リスクなく売り上げや評判を高めるアフィリエイト広告を運用するには、まずは信頼できるASPを選定。さらに、「適正な成果報酬」「広告素材など掲載のために必要な情報の提供」「商品や使用体験会など体験機会の提供」「違法・悪質サイトを排除し優良サイトと提携」などの必要項目を守ることが重要だと語りました。

また、昨年から今年にかけて相次ぐ行政による措置命令や注意喚起といったアフィリエイト関係者への取り締まりに関して、具体的な事例を挙げて指摘。アフィリエイトサイトが違反した場合に広告主が行政からのペナルティ対象になるケースについて法的な面から解説し、景品表示法、特定商取引法、薬事法など各法律でペナルティとなる可能性を示しました。

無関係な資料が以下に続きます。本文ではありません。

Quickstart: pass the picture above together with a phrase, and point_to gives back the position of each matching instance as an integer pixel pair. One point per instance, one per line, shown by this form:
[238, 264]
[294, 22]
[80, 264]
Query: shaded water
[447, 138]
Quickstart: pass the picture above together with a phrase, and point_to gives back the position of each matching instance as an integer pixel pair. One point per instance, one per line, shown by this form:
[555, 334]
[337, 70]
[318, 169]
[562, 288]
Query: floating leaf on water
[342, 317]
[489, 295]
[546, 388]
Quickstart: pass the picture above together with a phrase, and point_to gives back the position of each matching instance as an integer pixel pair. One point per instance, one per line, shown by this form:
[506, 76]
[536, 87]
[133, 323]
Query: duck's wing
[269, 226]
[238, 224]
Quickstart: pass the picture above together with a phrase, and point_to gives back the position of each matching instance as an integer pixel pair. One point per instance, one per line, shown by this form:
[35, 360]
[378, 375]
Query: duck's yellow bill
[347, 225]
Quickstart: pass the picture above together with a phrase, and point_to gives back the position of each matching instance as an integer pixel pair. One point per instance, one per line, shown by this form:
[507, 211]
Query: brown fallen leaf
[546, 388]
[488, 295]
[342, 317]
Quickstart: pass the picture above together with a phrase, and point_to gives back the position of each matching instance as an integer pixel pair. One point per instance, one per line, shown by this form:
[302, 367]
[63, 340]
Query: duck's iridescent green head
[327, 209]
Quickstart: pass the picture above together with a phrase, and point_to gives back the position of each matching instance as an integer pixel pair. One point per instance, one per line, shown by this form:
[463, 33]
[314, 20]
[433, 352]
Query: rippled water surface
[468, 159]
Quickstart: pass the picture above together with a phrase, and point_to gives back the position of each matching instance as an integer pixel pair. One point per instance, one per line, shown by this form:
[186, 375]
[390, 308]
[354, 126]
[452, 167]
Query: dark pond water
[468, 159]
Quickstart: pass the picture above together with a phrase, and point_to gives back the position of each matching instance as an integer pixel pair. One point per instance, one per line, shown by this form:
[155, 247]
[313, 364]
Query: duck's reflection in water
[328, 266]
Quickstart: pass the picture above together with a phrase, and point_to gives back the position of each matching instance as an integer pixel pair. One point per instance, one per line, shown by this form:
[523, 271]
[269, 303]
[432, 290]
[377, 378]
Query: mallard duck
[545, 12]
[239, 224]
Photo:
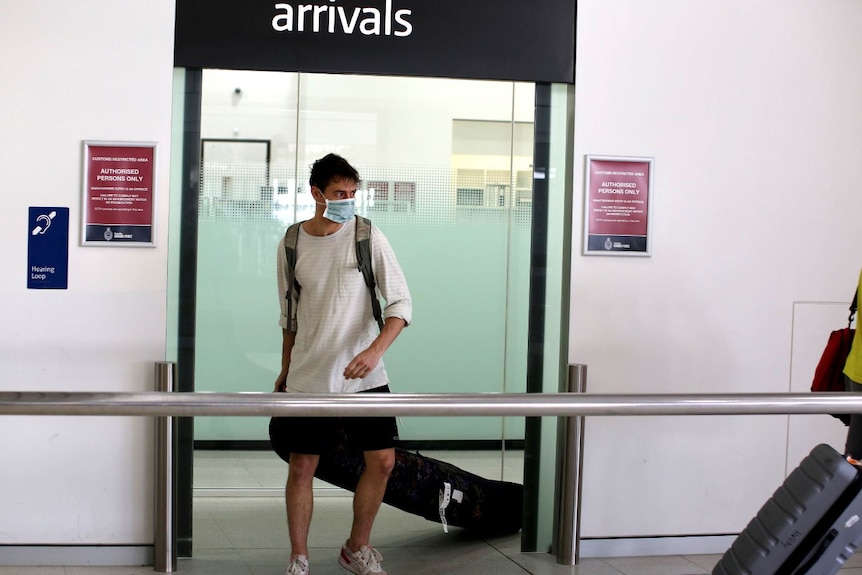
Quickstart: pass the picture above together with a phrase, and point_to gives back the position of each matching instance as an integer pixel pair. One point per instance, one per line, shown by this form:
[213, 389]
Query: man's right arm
[287, 341]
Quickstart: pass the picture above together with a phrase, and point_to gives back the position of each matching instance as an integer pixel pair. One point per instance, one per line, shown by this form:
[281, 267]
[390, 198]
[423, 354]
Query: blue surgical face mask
[340, 211]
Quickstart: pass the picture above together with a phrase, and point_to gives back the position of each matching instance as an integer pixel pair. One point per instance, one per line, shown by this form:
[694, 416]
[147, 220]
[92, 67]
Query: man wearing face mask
[332, 344]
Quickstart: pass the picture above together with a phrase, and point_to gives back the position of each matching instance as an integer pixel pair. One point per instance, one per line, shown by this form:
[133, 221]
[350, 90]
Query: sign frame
[630, 232]
[116, 214]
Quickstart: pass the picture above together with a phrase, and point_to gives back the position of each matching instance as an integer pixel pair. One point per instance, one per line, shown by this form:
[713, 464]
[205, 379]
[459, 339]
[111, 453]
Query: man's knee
[302, 467]
[380, 462]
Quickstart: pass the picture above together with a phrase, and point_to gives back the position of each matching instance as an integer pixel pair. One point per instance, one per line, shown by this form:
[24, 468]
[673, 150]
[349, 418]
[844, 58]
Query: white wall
[752, 113]
[95, 70]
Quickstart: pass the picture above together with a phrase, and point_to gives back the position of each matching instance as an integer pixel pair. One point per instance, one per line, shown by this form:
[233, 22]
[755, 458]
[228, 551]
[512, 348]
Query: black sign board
[523, 40]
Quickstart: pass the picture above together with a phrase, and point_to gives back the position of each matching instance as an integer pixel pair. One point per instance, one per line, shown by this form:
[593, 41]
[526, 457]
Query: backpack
[363, 259]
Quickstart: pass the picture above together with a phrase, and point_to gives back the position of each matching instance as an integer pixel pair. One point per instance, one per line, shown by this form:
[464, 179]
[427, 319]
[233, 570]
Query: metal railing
[408, 404]
[570, 406]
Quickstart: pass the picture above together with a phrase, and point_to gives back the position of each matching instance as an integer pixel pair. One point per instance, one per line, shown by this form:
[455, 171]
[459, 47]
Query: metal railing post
[570, 444]
[165, 522]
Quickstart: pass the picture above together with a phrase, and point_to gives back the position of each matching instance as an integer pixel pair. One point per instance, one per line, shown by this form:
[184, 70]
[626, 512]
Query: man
[331, 343]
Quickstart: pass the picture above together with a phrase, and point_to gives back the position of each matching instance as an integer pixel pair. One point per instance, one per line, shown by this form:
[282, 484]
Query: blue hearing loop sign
[48, 248]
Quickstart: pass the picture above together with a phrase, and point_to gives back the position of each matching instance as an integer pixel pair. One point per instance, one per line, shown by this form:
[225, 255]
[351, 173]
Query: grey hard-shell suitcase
[810, 525]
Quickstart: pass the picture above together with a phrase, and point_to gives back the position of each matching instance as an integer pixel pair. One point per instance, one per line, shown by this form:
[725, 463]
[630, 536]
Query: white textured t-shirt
[334, 317]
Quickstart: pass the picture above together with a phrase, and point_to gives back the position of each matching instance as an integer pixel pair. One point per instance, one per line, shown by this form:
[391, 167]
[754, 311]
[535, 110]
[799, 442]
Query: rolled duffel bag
[810, 525]
[433, 489]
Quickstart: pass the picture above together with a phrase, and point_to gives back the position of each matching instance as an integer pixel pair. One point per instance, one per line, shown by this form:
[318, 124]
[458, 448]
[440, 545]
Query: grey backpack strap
[292, 294]
[363, 259]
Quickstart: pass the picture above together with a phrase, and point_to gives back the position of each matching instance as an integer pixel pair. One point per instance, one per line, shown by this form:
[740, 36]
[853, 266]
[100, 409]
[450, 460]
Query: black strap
[853, 307]
[363, 259]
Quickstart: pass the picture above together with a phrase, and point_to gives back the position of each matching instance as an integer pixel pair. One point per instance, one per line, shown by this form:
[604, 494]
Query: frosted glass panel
[439, 178]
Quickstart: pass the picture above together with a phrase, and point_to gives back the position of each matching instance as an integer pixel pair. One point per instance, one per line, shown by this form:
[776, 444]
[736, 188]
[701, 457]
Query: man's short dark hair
[331, 167]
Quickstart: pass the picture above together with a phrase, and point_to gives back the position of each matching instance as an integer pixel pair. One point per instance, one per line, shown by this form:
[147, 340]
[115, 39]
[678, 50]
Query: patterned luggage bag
[810, 525]
[433, 489]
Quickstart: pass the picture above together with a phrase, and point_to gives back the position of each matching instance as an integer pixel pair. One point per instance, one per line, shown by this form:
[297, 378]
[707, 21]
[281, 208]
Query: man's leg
[369, 495]
[299, 499]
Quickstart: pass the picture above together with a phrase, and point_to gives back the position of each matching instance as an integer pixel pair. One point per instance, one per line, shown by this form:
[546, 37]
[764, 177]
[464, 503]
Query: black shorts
[317, 435]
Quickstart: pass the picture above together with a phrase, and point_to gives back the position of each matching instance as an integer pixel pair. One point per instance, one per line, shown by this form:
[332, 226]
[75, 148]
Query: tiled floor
[240, 529]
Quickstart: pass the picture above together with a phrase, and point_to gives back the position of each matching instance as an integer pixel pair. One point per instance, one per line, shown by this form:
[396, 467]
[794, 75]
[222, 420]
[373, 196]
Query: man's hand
[362, 364]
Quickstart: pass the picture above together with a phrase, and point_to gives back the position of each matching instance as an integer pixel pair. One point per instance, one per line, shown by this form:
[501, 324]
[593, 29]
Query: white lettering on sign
[332, 19]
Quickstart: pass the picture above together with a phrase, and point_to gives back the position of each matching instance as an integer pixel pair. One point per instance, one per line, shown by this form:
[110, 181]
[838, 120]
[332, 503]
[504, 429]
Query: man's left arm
[398, 312]
[362, 364]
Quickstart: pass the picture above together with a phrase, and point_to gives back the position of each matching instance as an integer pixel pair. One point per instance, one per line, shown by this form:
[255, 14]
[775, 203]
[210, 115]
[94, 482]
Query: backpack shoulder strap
[292, 294]
[853, 307]
[363, 259]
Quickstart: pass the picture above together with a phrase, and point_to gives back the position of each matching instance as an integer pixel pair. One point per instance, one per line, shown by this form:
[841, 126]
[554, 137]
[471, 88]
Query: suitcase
[427, 487]
[810, 525]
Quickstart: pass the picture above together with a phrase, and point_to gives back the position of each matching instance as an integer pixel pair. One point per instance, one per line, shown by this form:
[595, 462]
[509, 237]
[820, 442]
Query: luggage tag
[447, 494]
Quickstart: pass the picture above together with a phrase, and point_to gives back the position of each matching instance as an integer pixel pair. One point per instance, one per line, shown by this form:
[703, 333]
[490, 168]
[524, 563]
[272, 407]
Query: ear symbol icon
[41, 229]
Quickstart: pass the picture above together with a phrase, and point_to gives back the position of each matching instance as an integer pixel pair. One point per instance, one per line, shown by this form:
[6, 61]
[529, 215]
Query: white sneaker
[298, 566]
[366, 561]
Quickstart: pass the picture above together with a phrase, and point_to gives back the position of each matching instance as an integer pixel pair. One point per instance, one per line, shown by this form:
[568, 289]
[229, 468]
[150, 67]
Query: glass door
[447, 173]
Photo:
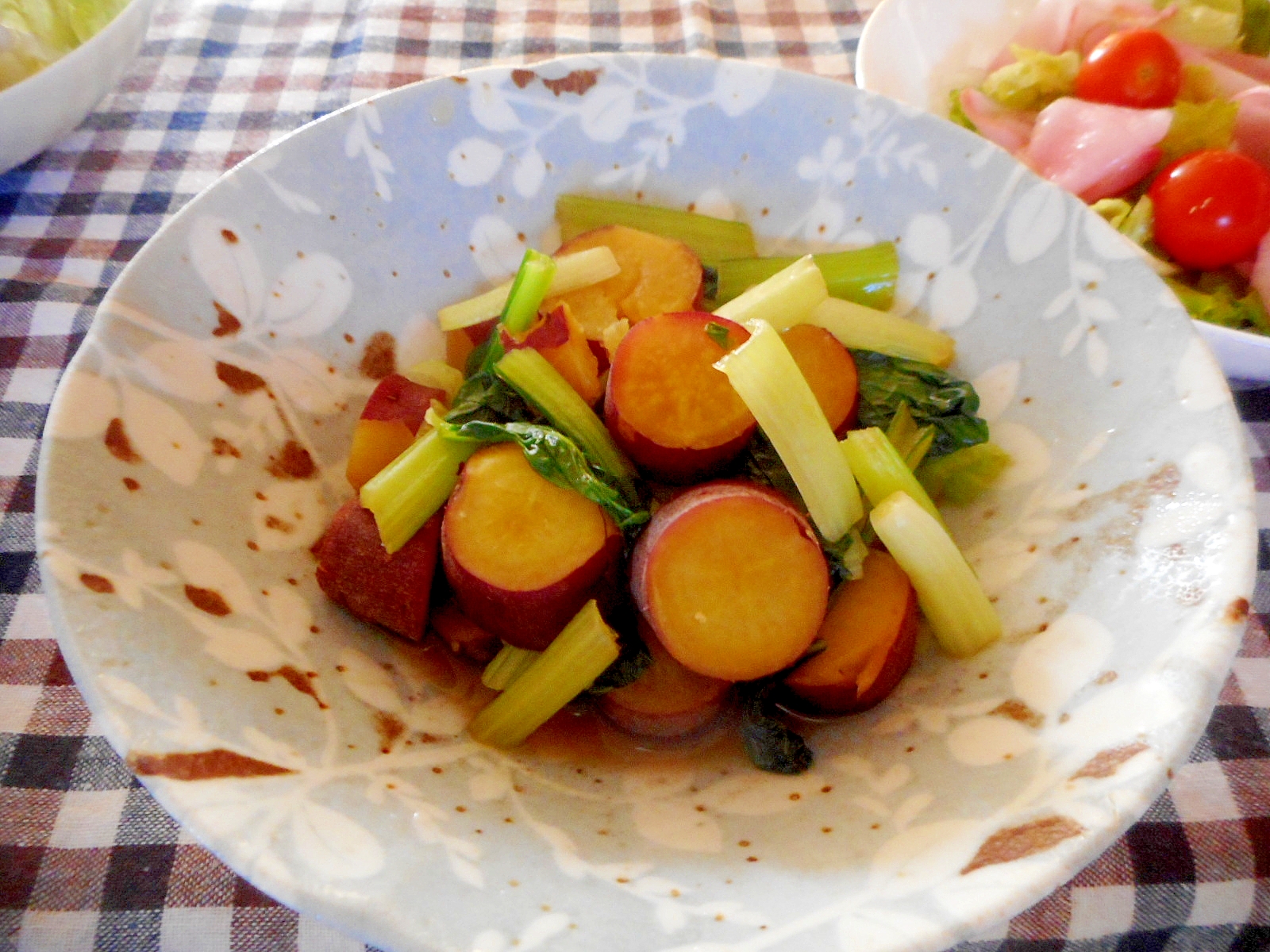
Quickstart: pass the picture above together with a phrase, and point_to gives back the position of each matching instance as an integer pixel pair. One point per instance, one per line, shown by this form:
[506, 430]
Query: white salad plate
[197, 443]
[918, 51]
[46, 106]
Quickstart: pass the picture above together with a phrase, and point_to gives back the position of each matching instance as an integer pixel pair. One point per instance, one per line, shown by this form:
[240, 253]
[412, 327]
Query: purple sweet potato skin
[355, 570]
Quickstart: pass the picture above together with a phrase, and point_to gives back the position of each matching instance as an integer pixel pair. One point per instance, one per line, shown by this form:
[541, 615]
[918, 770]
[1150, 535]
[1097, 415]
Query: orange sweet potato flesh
[667, 406]
[376, 443]
[521, 554]
[829, 371]
[355, 570]
[870, 632]
[658, 274]
[668, 700]
[559, 338]
[732, 579]
[387, 425]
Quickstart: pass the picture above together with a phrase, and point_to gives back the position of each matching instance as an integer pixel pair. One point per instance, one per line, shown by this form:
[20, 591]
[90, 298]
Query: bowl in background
[196, 450]
[44, 107]
[918, 51]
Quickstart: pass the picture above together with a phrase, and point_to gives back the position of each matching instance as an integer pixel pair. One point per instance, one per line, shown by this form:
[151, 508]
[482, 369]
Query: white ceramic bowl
[918, 51]
[328, 763]
[44, 108]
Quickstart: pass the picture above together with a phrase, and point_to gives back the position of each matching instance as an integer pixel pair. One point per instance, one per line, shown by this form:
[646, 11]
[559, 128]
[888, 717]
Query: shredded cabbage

広告主が処分された実例も挙げ、処分のきっかけは「アドアフィリエイト」が発端であることが多いと指摘し、広告主側にも悪質ネット広告の責任があると判断されると警鐘を鳴らしました。

アフィリエイトに関しては広告主側が「広告原稿の用意」「広告掲載の許可」「報酬支払の決定」を行うことができるため、広告主には「問題のある表示を行わない・行わせない権限がある」ことを強調。ASPなどの選択や運用を間違えると、行政処分や逮捕のリスクがあることに注意すべきと指摘しました。

その一方で、広告主はアフィリエイトの運用次第で売上や評価を大きく伸ばすことが可能であり、2021年はアフィリエイト&ネット広告業界の転換期として重要な年になると説明。問題のある運用を行っていた広告主が続々と退場せざるを得なくなっていて、健全な運用を行っている広告主は売上高が上昇していると締めくくりました。